The Government of Pakistan has taken a number of steps to tackle the oncoming hurricane of challenges. The idea is to take on the economic impact through stimulating businesses in the urban cities and agriculture in rural areas. A massive plan of around Rs.30 Billion has been unveiled for the construction industry in particular. Tax exemptions and relaxations regarding the source of income have been announced for investments. Naya Pakistan Housing Scheme is set to launch a comprehensive plan to engage daily wage workers. These are stimulus packages for the economy from coming to a stand-still. Similarly, relief efforts are being beefed up with cash hand-outs to the poorest of families. Around 10 million families are being given subsistence, for those who have been directly hit by the virus and the lockdowns. The Prime Minister has announced a tiger force as a volunteer body for supplying food and basic necessities to poor families. Approximately 7 hundred thousand have already enrolled. A national relief fund for donations has been created to cater to extra expenses that are being incurred by the Government to fight the COVID outbreak. The Government of China has been engaged to assist in financial as well as technical matters. 500 ventilators have been delivered to hospitals across Pakistan and more are on their way. Extra facilities like expo centres are being converted into quarantine centres for corona patients. As per section 245, the Army has been called to take part in the fight against Corona and controlling its spread across Pakistan. A national command and control centre has been created to coordinate the response to COVID-19 cases in their quarantine and contact tracing. It is similar to preparing a wall before the flood, with the hope that it is able to withstand the impact.

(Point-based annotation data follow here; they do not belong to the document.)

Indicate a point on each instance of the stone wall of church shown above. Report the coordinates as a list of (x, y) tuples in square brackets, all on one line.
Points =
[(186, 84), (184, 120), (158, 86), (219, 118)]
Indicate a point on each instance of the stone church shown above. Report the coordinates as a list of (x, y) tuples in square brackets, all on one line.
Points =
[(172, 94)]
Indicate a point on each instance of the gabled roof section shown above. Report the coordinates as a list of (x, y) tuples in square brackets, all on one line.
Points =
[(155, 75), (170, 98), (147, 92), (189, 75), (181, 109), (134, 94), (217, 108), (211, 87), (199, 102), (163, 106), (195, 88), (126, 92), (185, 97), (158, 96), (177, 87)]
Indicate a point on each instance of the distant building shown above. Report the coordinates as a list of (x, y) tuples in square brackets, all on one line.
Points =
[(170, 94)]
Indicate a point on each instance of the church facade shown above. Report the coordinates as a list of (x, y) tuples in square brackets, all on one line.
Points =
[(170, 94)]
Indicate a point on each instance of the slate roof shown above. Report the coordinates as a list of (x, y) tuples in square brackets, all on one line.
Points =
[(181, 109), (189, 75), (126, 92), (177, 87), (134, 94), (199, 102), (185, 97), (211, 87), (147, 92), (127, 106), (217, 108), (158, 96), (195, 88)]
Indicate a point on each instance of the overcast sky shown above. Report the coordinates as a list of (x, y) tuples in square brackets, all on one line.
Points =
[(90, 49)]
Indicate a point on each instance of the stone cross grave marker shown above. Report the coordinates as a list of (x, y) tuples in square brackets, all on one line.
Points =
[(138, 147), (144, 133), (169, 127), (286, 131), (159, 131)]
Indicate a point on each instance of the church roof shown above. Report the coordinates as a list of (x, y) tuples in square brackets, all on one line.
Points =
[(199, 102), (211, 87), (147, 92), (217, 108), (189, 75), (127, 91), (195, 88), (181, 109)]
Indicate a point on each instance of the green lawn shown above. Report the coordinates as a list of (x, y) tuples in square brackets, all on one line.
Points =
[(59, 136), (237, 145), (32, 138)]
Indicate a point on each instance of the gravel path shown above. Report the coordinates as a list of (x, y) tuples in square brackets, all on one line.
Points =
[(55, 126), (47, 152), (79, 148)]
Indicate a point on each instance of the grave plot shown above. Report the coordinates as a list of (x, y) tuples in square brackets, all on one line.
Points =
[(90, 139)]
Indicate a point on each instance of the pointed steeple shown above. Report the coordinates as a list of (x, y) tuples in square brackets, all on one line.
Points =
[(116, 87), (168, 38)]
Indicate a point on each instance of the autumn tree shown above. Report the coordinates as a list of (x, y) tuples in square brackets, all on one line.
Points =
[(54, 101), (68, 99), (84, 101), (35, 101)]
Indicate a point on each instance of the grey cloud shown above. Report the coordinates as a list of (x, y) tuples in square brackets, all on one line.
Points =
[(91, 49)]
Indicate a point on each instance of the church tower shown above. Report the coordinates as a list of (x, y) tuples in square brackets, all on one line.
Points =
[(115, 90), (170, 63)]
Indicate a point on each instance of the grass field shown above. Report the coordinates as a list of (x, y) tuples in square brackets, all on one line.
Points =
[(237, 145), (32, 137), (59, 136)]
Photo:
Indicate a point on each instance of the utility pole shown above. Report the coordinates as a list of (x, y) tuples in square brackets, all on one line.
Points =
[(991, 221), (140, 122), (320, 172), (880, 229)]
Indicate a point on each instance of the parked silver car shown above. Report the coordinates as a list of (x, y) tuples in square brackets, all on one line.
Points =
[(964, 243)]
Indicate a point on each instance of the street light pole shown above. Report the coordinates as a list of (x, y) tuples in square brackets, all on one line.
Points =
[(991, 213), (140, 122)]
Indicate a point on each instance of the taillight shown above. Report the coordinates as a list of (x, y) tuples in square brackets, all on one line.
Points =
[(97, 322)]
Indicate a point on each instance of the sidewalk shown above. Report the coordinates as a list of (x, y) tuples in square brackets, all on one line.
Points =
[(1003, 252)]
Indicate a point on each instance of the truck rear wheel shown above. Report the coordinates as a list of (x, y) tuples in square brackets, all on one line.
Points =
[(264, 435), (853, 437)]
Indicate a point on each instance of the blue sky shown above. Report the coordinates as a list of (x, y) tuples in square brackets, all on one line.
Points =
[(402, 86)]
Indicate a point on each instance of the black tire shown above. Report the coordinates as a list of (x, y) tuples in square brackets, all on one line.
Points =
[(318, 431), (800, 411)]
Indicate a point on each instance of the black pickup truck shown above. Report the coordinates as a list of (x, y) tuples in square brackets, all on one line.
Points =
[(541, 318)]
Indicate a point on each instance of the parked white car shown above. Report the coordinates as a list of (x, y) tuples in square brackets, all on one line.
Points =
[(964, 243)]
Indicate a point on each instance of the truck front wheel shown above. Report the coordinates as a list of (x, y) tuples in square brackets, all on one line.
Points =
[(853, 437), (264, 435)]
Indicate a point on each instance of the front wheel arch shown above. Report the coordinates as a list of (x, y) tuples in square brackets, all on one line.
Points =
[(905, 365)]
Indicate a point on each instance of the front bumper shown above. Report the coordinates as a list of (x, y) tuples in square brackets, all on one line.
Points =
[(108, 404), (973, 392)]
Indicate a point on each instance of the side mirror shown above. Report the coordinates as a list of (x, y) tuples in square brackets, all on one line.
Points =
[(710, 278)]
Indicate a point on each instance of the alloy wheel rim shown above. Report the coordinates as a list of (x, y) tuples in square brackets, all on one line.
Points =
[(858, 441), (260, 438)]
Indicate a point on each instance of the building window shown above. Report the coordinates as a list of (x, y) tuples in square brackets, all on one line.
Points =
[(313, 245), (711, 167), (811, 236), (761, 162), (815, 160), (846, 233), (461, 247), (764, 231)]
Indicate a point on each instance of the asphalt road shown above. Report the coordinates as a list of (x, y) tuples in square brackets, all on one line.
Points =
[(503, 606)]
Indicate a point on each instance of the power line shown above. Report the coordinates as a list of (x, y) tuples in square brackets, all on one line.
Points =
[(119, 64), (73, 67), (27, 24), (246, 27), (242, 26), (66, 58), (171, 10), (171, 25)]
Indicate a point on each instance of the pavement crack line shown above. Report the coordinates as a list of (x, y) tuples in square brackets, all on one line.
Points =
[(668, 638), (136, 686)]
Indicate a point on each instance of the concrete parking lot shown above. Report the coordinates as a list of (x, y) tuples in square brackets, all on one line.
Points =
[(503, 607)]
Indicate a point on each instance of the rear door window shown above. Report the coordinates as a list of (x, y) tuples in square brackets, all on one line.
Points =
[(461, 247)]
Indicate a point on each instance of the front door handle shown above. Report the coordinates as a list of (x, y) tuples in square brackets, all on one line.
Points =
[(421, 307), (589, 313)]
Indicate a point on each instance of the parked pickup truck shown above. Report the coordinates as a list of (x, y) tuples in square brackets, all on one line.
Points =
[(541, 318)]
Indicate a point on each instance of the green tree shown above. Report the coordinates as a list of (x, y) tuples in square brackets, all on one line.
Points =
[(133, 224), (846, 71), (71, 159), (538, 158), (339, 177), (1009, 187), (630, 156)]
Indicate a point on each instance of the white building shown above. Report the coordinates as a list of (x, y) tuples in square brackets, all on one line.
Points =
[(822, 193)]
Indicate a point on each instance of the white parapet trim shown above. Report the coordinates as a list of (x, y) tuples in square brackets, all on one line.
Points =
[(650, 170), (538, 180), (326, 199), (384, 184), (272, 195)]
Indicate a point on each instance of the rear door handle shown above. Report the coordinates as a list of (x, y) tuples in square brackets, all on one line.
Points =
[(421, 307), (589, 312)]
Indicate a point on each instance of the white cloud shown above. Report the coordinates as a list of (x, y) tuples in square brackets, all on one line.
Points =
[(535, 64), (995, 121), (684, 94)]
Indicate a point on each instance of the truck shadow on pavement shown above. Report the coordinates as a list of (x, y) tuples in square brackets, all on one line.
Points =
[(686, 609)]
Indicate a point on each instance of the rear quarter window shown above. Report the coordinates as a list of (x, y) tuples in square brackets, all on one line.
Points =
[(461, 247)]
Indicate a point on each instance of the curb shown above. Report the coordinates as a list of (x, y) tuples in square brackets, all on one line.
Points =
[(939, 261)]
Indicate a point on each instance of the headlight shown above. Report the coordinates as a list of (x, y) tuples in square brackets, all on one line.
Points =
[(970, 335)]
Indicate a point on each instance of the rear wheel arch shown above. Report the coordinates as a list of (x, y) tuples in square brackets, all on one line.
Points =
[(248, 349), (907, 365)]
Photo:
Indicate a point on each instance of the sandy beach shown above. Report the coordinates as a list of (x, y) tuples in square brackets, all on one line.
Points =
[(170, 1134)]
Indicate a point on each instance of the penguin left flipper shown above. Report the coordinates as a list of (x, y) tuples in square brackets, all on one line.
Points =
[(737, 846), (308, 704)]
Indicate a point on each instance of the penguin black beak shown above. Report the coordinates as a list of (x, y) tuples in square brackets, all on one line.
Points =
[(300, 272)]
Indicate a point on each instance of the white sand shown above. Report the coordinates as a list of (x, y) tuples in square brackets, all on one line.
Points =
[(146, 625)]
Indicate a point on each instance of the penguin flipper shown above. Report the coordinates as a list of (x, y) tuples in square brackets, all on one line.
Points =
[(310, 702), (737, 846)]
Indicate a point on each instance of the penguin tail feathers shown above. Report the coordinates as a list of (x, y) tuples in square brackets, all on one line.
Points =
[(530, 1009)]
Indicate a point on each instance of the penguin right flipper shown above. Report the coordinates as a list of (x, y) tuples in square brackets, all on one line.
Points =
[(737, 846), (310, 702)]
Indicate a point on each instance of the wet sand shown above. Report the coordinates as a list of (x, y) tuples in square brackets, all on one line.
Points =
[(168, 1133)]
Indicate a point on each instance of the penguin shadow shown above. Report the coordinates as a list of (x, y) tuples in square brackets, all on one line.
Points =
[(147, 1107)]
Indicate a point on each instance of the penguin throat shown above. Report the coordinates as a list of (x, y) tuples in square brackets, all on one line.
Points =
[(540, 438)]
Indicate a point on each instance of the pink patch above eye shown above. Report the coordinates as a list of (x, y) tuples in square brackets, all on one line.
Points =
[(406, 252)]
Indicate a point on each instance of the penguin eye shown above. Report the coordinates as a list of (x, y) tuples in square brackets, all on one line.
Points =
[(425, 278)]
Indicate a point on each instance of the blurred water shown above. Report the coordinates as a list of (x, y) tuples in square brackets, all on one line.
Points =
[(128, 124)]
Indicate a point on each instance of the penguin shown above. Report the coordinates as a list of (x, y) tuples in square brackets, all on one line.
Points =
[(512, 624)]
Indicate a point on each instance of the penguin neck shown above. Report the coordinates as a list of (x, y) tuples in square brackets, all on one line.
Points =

According to the World Bank, Pakistan is among the highest charity giving nations in the world and with one of the youngest populations, Pakistan and its economy needs both of these to rise above the onslaught of this deadly virus. Our lives and our livelihood are at stake during this time of global challenge, perhaps the most arduous challenge ever. Everyone needs to pitch in to rescue each other from this ordeal. As said by a Pakistani guard in an interview to an International TV Channel, “we are not rich but we have big hearts and with it, we will defeat Corona Virus”.